Just before Jesus’ ascension into heaven, He instructed His disciples: “Go therefore and make disciples…teaching them to observe all that I have commanded you.  And behold I am with you always, to the end of the age” (Matthew 28:19-20).  These verses have been identified as the Great Commission.  Jesus commanded His disciples to go spread the Gospel throughout all nations.  The Great Commission was not just for the immediate eleven disciples but is directed to all believers, and it will not end until Jesus’ second coming.

Faithful stewardship demonstrates our love, devotion, and submission to Jesus.  Christian stewardship is motivated by God’s love.  God’s love overflowing from within us provides the power and energy for Great Commission stewardship.  Through faith, we begin to love our neighbors as our brothers and sisters in Christ.  We see others as God’s children who, like us, are lost and hopeless without Jesus.  Through the work of the Holy Spirit, we begin to witness and share God’s love with others.
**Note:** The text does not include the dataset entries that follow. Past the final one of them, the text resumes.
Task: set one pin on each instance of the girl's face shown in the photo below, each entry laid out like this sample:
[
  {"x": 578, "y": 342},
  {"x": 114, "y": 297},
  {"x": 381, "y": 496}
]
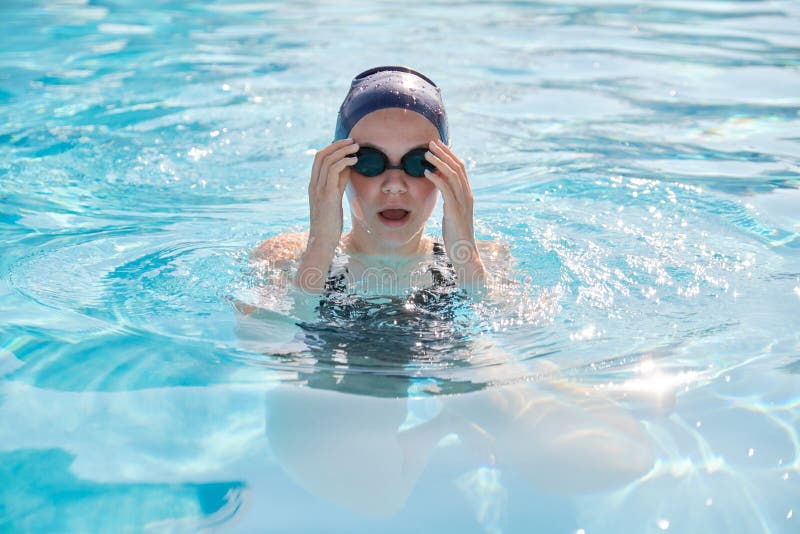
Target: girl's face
[{"x": 393, "y": 206}]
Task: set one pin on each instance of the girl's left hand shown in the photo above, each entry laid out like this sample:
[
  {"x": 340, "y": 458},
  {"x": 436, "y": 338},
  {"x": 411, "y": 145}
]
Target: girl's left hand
[{"x": 458, "y": 228}]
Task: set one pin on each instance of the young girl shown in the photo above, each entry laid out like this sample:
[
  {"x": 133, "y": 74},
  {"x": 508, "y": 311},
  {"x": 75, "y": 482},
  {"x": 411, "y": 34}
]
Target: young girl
[{"x": 391, "y": 156}]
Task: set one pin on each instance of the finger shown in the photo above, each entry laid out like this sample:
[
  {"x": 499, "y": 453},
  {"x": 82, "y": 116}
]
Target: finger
[
  {"x": 321, "y": 155},
  {"x": 446, "y": 172},
  {"x": 444, "y": 153},
  {"x": 341, "y": 177},
  {"x": 327, "y": 175}
]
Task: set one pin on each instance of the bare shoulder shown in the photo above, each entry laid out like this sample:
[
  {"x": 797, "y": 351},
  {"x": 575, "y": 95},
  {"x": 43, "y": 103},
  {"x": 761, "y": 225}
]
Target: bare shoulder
[
  {"x": 282, "y": 248},
  {"x": 495, "y": 254}
]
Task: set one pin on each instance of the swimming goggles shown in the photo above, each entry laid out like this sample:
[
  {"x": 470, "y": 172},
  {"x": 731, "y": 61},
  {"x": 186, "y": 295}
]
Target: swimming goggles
[{"x": 372, "y": 162}]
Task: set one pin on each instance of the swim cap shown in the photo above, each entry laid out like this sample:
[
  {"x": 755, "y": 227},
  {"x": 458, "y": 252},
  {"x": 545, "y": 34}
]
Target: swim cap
[{"x": 391, "y": 87}]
Great Commission Stewardship calls upon us to commit our time, abilities, and our money.  When Jesus invites us to follow Him, it is going to radically change how we view and use our lives and blessings.  In Mark 8:34, Jesus bluntly states, “If anyone would come after Me, let him deny himself and take up his cross and follow Me.”  Just as Jesus submitted to His Father’s will, we are to submit to His.  Our time, abilities, and money are not to be kept for ourselves but are to be used in making disciples for Jesus.  Not only does God command us, “Go therefore and make disciples,” He has provided us with the tools to make disciples, and He promises to go with us: “And behold, I am with you always, to the end of the age” (Matthew 28:20).  Being encouraged, empowered, and equipped, now go and make disciples!